Kiminle konuşsam;çevremizi temiz tutalım diyor,yetkilisi,görevlisi yetkisizi parklarda yalnız yaşayanlarda aynı sözü söylüyor.
Aklıma, seni rüyalarda görmek aşk'ların en güzeli şarkısı geliyor. İsterseniz evlerde hanımların temizliğinden başlayalım, evi temizler halıları kilimleri ne yapar;balkondan aşağı ya silkeler,hem alt katta oturanı rahatsız eder, hemde halının üzerindeki tozları kalıntıları sokağa fora eder, sözde evin iç temizlendi, çıkacağı sokağı kirletti.
Beyler ellerinde sigara izmaritini yerlere atarlar,parklarda, insanlar oturur ellerinde yiyecekler oturdukları yeri çöplük haline getirirler, bırakır giderler.
Araba kullananlar trafik lambalarında durduklarında, aracın küllüğünü el çabukyuğuyla hemen yere boşaltırlar :piknik alanlarına gidenlerin büyük çoğunluğu, yedikleri içtiklerinin atıklarını bulunduğu yere,veya bir ağaç dibine bırakır giderler.İşin tuhaf tarafı, onların yerine gelenler eleştirirler ne pis insanlar var diye!giderken aynı yolu onlarda takip ederler.
Deniz kenarlarına bakalım,ellerinde bira şişeleri, içerler sohbet ederler boş şişelerini denize atarlar.
Bugün yanlış hatırlamıyorsam 167 çeşit balık ♓ türünden 26 türe geriledi, sanayi tesislerine yatırım yapıyorlar mevzuat gereği arıtma tesisleri zorunlu, yapanlar var,fakat maliyet yüksek diye çalıştırmıyorlar
,orta ölçekli işletmelerde, ya siyasi irade gücü torpil dediğimiz konuyu işletiyorlar, görevlilerde yasada olmasına rağmen, koltuk elden gitmesin diye yasayı uygulamadan izin veriyorlar,atık sularını bazıları alenen derelere akıtıyor,bazıları 70,80 metre derinliğinde sontaj yaptırıp onun içine akıtarak derelerden denizlere pis ve atık sularını bırakıyorlar.
Tabi böyle olunca canlı balık ♓ türleri zamanla yok oluyor,yine bir ata sözü ile devam edelim;"lafla peynir gemisi yürümez".
Biz millet olarak konuşmayla herşeyi çözüyoruz, yapıyoruz, aynaya bakmadan hep karşı tarafı eleştiriyoruz, kendimizi sanki kusursuz gibi göstermeye çalışıyoruz, "hepimiz suçluyuz" tabi bunları gören çocuklarımız da bizlere benziyor, aksini beklemek akla abes olur.

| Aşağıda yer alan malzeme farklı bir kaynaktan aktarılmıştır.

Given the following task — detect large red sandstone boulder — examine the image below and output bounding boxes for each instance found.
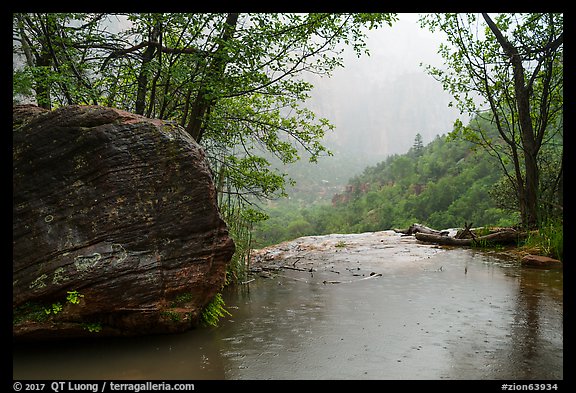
[12,106,234,339]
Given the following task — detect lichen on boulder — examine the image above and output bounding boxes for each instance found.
[13,105,234,339]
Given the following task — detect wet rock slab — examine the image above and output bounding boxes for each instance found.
[13,106,234,339]
[250,230,445,277]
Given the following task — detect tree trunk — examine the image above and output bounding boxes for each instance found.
[134,21,161,116]
[482,13,540,228]
[186,13,239,143]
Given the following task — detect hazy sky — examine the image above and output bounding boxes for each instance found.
[310,13,464,162]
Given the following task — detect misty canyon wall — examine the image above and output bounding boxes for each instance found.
[13,105,234,339]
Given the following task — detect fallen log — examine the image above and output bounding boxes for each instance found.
[415,230,528,246]
[394,224,449,236]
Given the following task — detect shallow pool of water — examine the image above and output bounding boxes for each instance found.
[13,249,563,380]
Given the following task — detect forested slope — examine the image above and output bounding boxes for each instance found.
[254,126,518,246]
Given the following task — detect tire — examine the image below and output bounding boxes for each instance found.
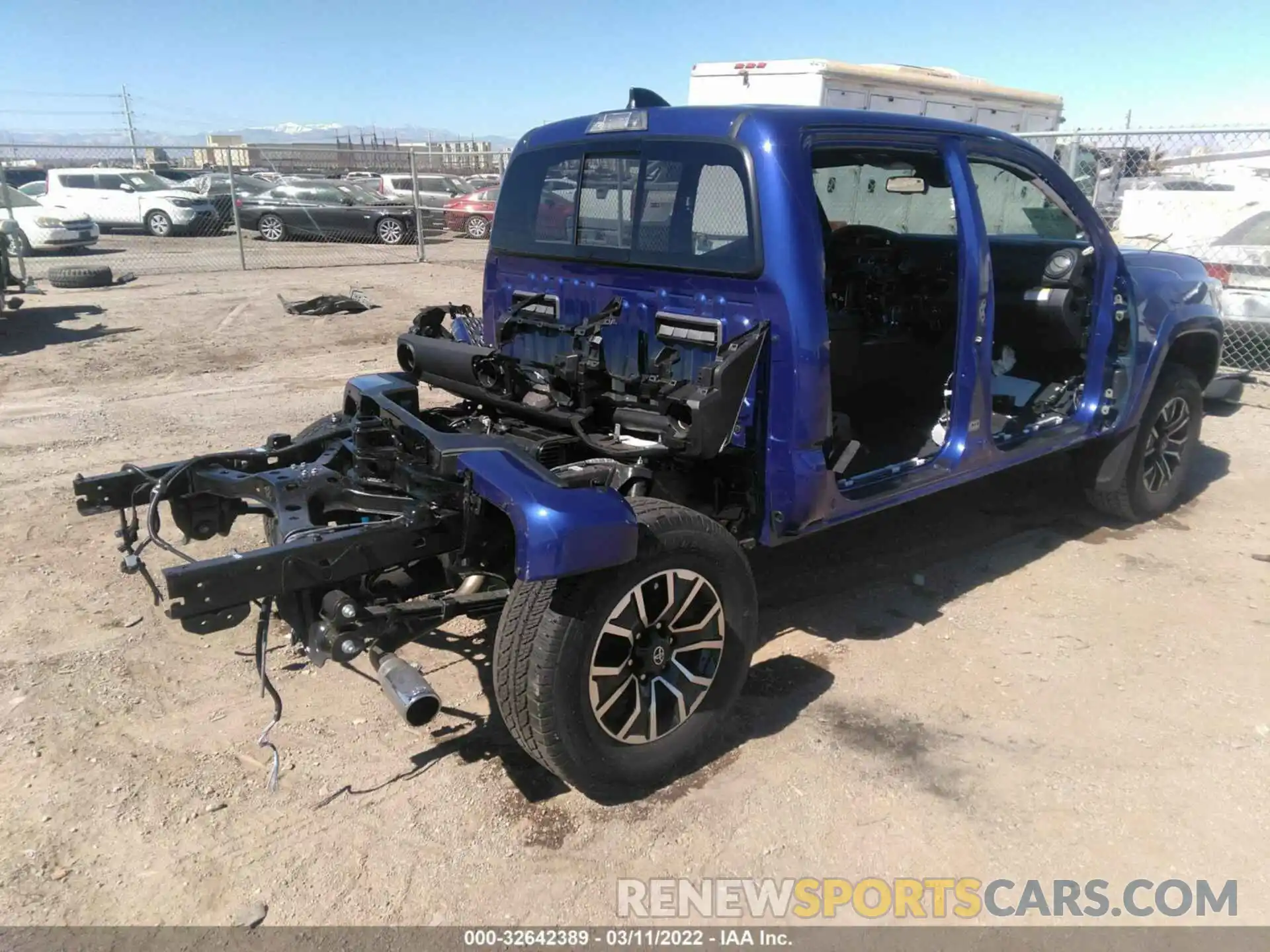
[146,210,175,237]
[48,264,114,288]
[1085,363,1204,522]
[255,214,287,241]
[8,231,32,258]
[374,217,407,245]
[494,498,758,801]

Çevre diyoruz neler yapıyoruz kendimize soruyormuyuz? Yine ata sözü "iğneyi kendine çuvaldızı başkasına" sözü yerinde söylenmiş söz, lütfen okuduklarımızı uygulayalım, menfaatlerimiz için doğayı yok etmeyelim, uyaralım öğrenelim, öğretelim, temiz bir çevre içinde yaşayalım.
Denetim yapan görevlilere gelince, onlarda misafirperverlik içimizde olduğundan, çay kahve sohbet belgeye bakıp gidiyorlar, ciddi denetim ne zaman yapılıyor?
Şikayet veya çevrede alenen belli olup canlılar öldüğünde!
Yine nenemin rahmetlinin sözü aklıma geliyor,oğlum sel köprüyü aldıktan sonra bir işe yaramaz,tedbirini önceden alacaksın derdi. Bazen kendime soruyorum,bizler neden böyleyiz,götüremiyeceğin para için,ormanları, nehirleri denizleri, dolayısıyla canlılarıyla beraber yok ediyoruz.
Örnek vermek gerekirse, kazdağları, Karadeniz ordunun dağları, Artvin ormanları "ÇED"raporu istemez belgesini veren yöneticiler, gelin çok geç olmadan çevremizi dağlarımızı, ormanlarımızı, meralarımızı, yaylalarımızı kısaca insanlığa zarar veren hertürlü, çevre katliamından vaz geçelim son pişmanlık fayda vermez diyorum.